Hamlets sexual identity and attitude towards the women in the play is obviously abnormal. When he speaks to his mother, he is often foul-mouthed, and explicit. This could merely be used to offend or humiliate his mother, or it could be the only way he can express himself in front of his mother. Talking about your parents sex life in front of your own mother seems very odd, but to Hamlet, it could be the thing that he wishes, for to take Claudius’s place, and let it be him to have the incestuous affair. In the case of his very own father, Hamlet did of course love him, but it was a very idealized love. Hamlet thinks that his father was perfect when in fact he was not. Also, Hamlet idolised his father to an extent where he wanted to be his father, maybe in terms of power, and the possession of his mother, Gertrude.
Hamlets inability to have a successful relationship with Ophelia, his girlfriend, could be a problem created through his supposed lust for his mother. He treats Ophelia with little respect, and subjects her to loathsome verbal abuse, bursting with sexual innuendo. “That’s a fair thought to lie between a maids legs”. In the mousetrap scene, Hamlet talks to Ophelia in this way to appear mad. But not only this, Hamlet carries on to show his immature attitudes towards love when he banters to Rosencratz and Guildenstern. “here’s metal more attractive”. Because of this male, adolescent type behaviour, it seems that Hamlet is not ready for love, and he cannot accept Ophelia’s mature feelings that she has for him, thus their relationship is unstable.

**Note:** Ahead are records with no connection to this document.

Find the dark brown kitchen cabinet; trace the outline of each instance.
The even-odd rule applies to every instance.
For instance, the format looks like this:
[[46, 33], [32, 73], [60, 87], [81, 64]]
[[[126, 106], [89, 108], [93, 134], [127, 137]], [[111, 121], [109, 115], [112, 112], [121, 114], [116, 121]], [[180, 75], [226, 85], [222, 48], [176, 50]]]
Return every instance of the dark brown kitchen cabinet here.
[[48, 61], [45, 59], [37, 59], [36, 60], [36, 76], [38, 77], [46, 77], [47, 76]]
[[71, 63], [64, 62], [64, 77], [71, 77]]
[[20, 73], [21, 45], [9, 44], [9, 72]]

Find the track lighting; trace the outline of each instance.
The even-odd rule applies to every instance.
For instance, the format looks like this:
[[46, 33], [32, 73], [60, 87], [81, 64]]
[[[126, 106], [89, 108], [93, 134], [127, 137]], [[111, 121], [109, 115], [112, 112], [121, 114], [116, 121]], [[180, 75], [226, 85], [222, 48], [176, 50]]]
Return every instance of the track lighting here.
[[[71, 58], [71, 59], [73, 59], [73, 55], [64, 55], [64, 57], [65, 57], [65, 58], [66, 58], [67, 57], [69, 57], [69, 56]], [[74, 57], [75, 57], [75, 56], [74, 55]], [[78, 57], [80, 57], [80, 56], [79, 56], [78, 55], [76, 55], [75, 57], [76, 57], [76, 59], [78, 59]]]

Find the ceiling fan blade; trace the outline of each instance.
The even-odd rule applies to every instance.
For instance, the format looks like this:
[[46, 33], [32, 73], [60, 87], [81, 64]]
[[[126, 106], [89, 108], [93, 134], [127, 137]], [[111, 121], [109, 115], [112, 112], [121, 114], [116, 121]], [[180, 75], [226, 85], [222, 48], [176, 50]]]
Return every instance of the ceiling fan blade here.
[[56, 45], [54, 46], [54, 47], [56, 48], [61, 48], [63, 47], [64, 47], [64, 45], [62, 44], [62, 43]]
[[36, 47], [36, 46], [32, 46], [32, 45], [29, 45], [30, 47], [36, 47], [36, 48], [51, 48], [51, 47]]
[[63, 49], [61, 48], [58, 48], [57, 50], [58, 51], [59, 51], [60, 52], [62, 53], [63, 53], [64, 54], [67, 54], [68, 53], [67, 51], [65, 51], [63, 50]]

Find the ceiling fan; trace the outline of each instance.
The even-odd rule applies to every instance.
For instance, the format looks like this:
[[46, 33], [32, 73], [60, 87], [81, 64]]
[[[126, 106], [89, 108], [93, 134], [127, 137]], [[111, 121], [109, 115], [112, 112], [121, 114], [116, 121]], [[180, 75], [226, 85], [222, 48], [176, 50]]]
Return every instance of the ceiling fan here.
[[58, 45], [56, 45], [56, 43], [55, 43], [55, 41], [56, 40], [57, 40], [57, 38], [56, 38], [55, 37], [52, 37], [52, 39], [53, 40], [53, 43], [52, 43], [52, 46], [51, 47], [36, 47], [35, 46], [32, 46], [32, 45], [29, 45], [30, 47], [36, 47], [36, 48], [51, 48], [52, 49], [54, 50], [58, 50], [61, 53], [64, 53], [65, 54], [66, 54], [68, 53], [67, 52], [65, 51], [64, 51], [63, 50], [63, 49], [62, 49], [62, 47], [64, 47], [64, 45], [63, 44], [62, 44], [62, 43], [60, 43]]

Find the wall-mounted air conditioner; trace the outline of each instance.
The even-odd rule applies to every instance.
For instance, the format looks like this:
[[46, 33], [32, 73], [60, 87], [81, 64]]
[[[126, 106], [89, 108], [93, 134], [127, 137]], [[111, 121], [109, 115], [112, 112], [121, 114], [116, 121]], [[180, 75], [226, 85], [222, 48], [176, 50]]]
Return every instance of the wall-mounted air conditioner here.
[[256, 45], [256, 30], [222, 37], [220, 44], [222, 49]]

Shakespeare had obviously chosen to present the relationship between Hamlet and his mother with deliberate abnormalities. The aspects from the Oedipus complex and incest are interesting. There seems to be many connections with Denmark being corrupted and diseased, and maybe this is metaphorical for the mother and son’s relationship, incestuous and corrupted. Also, Claudius’s and Gertrude’s relationship is the same, although at the time it wouldn’t have been that abnormal for a King to marry his brother’s wife, especially in Royal families. It was all about keeping money in the family, or keeping a bond, or peace with other relatives. In this case however, and what makes the relationship corrupt is the fact that Claudius killed his own brother. And to Hamlet, Claudius has not only usurped his father’s crown, but also his mother’s bed.